Screenshots and PDFs
Pydoll provides powerful screenshot and PDF generation capabilities through direct Chrome DevTools Protocol commands. Capture full pages, specific elements, or generate PDFs with fine-grained control.
Screenshots
Basic Page Screenshot
import asyncio
from pydoll.browser.chromium import Chrome
async def take_page_screenshot():
async with Chrome() as browser:
tab = await browser.start()
await tab.go_to('https://example.com')
# Save screenshot to file
await tab.take_screenshot('page.png', quality=100)

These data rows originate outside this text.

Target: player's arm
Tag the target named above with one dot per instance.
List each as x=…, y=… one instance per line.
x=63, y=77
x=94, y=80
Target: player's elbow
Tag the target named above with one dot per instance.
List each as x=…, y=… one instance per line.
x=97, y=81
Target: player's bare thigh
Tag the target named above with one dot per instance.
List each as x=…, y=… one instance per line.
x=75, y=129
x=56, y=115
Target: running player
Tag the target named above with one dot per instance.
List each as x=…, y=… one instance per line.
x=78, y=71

asyncio.run(take_page_screenshot())
Supported Formats
Pydoll supports three image formats based on file extension:
# PNG format (lossless, larger file size)

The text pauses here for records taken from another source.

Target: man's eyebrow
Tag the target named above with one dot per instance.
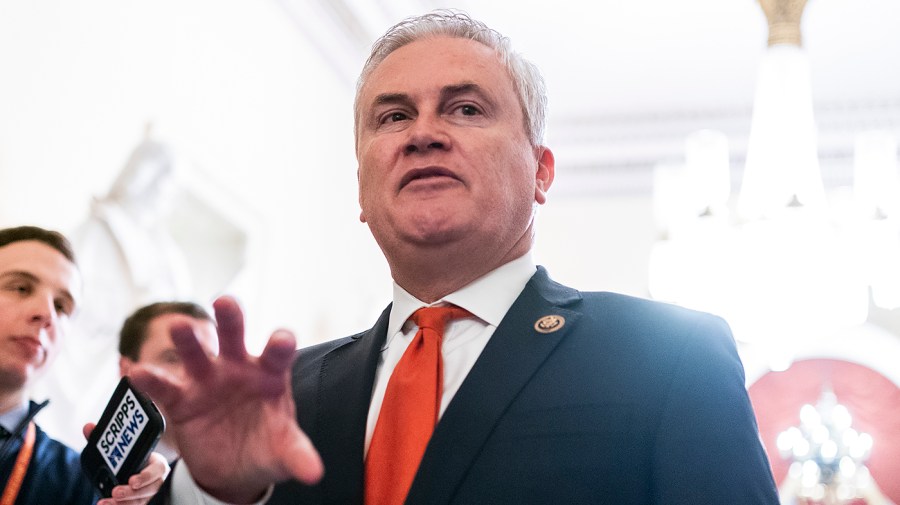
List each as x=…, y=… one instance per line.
x=446, y=92
x=19, y=274
x=461, y=88
x=392, y=98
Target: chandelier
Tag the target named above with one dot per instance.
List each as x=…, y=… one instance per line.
x=783, y=261
x=827, y=455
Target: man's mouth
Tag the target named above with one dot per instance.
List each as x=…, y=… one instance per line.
x=426, y=173
x=31, y=346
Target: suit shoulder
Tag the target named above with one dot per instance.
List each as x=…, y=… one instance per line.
x=636, y=309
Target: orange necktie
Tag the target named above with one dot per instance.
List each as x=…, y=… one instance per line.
x=410, y=410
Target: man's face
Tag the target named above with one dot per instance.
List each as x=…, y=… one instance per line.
x=159, y=350
x=38, y=286
x=442, y=150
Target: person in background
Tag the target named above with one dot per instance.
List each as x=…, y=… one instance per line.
x=40, y=288
x=484, y=381
x=146, y=338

await tab.take_screenshot('screenshot.png', quality=100)
# JPEG format (lossy, smaller file size)
await tab.take_screenshot('screenshot.jpeg', quality=85)

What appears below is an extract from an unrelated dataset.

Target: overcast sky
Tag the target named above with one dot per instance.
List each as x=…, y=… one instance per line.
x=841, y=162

# WebP format (modern, efficient)
await tab.take_screenshot('screenshot.webp', quality=90)
Format Detection
The image format is automatically determined by the file extension. Using an unsupported extension raises InvalidFileExtension.
Both .jpg and .jpeg are supported for JPEG format (.jpg is automatically normalized to .jpeg internally to match CDP requirements).
Screenshot Parameters
| Parameter | Type | Default | Description |
|---|---|---|---|
path |
Optional[str] |
None |
File path to save screenshot. Required if as_base64=False. |
quality |
int |
100 |
Image quality (0-100). Higher values mean better quality and larger files. |
beyond_viewport |
bool |
False |
Capture entire scrollable page, not just visible area. |
as_base64 |
bool |
False |
Return base64-encoded string instead of saving to file. |
Full Page Screenshot
Capture content beyond the visible viewport:
async def full_page_screenshot():
async with Chrome() as browser:
tab = await browser.start()
await tab.go_to('https://example.com/long-page')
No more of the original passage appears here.